The Garnkirk Fire Clay Company

THE GARNKIRK FIRE CLAY COMPANY, Garnkirk Works, near Glasgow.

    The founder of this — the largest concern of the kind in Glasgow or for many miles round — commenced business some sixty years ago. The Company engages extensively in the manufacture of fire bricks and blocks for the highest heats, for iron blast furnaces ; forge, rolling, puddling, and steel furnaces ; flint and bottle glass furnaces ; pottery, copper calcining, roasting and refining furnaces ; chemical works, coke ovens, locomotive bricks, gas retorts, flue covers, ornamental chimney cans, vases, figures, fountains, and every description of terra-cotta work. For the whole of the long period during which the Garnkirk fire clay has been known throughout the world its supply has been inexhaustible. This clay differs from that from which other Scotch fire clay goods are made in being comparatively free from iron, the presence of which in quantity is not only dangerous as a flux but wasteful, as owing to its power as a conductor it causes great heat radiation.

    The Garnkirk Works, which cover an area of thirty-five acres, are situate, in near proximity to the Caledonian Railway system, at a distance of about six miles from Glasgow.
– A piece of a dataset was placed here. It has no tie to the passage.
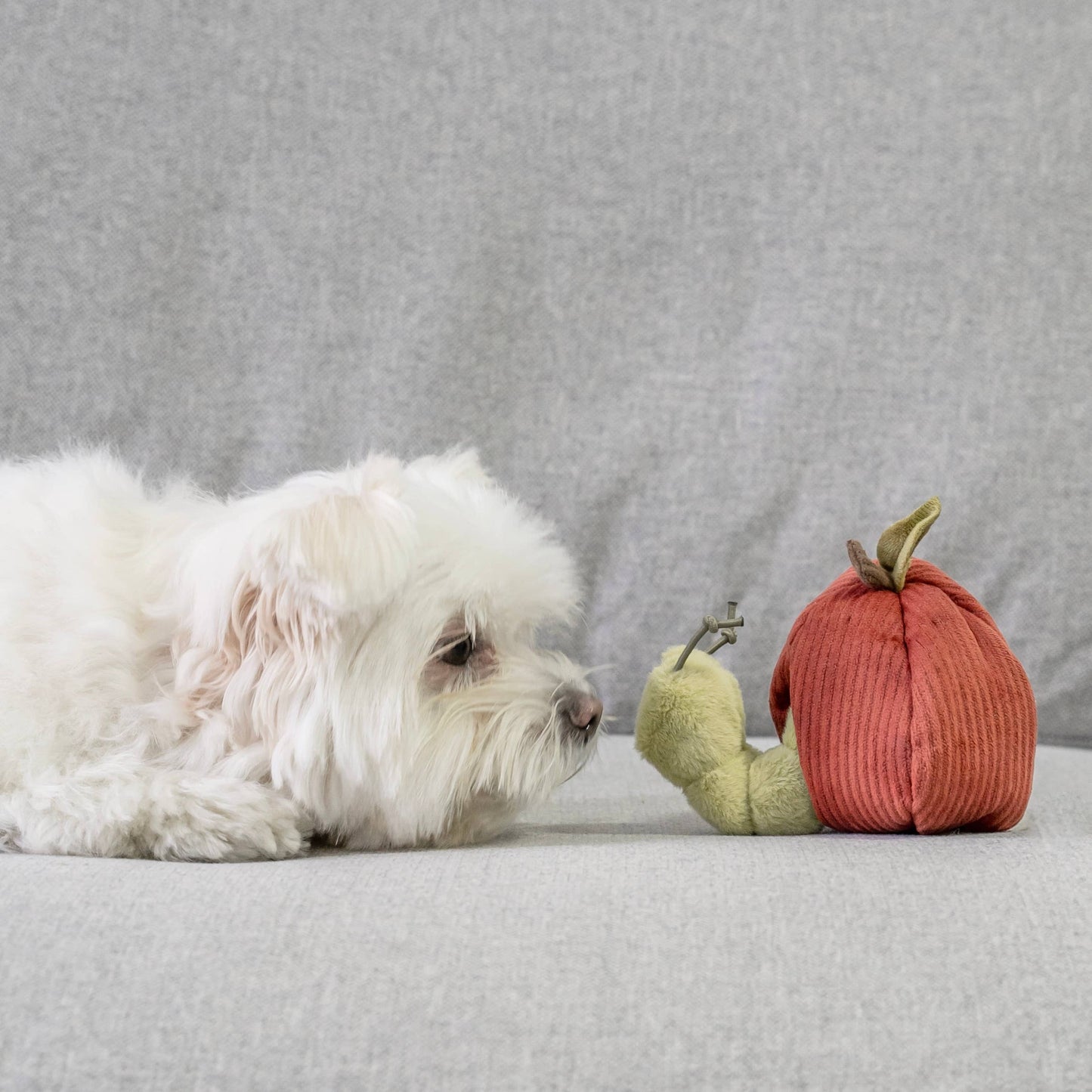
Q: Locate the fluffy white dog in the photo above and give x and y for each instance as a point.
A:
(351, 653)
The Company was originally formed for the purpose of working coal, but, finding that extensive beds of fire clay existed on their property, the Company took to manufacturing that material which now almost exclusively engages their attention. The principal seam of clay is seven feet in thickness, and lies at an average depth of twenty-eight fathoms. Its quality is considered by competent connoisseurs to be equal to that of the very best of the Stourbridge clays. The works of the Company are intersected by branch railway lines, between three and four hundred men and boys are employed. The clay is of a dark colour, owing to the presence of a small proportion of carbonaceous matter, but which is expelled by the action of fire, silica and alumina only remaining, and it is the presence of these substances in certain proportions that decides the value of the clay. As it comes from the pits the clay is entirely devoid of cohesion or plasticity ; and, in order to bring it into working condition, it has to be ground and then mixed with water. Several powerful mills are used for this purpose. They consist of great iron rollers which travel round a circular trough and pass over the clay.
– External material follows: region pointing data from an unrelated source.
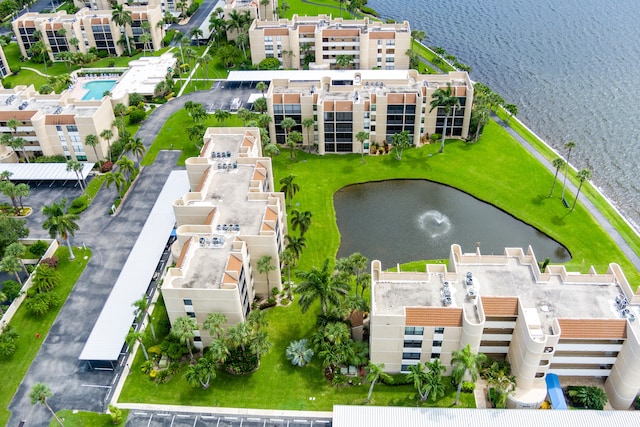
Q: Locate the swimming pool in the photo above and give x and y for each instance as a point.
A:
(97, 88)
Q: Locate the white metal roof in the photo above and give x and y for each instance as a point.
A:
(379, 416)
(43, 171)
(109, 332)
(315, 75)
    The Garnkirk Company do not work in common clay, but they have an extensive trade in the manufacture of glazed fire clay sewage and water pipes. The terra-cotta work of the Company is unsurpassed by that of any other enterprise of the kind in the Kingdom. Terra-cotta is an Italian term signifying baked clay, but it is commonly employed to designate such articles formed of clay as are used in architectural embellishments. It is, if properly made, one of the most durable materials that can be used in building, and was so employed by the Egyptians, Greeks, and Romans. The articles made at Garnkirk Works in terra-cotta are chiefly statues, fountains, vases, brackets, pedestals, and chimney pots.

    There are many indications that the developments of this great concern will be continuous. All who have used the various productions of the Garnkirk Fire Clay Company pronounce them in every respect unequalled in the market, and the judicious and, withal, enterprising policy pursued by the Company in the management of the business encourages the belief that the achievements of the house in the past are but antecedent to the attainment of still higher future ends in the industry, so admirably illustrated at Garnkirk Fire Clay Works, and at the extremely commodious offices and showrooms of the Company at the corner of Buchanan Street and Sauchiehall Street, and at the fire brick depot at the head of Glebe Street, St. Rollox, Glasgow.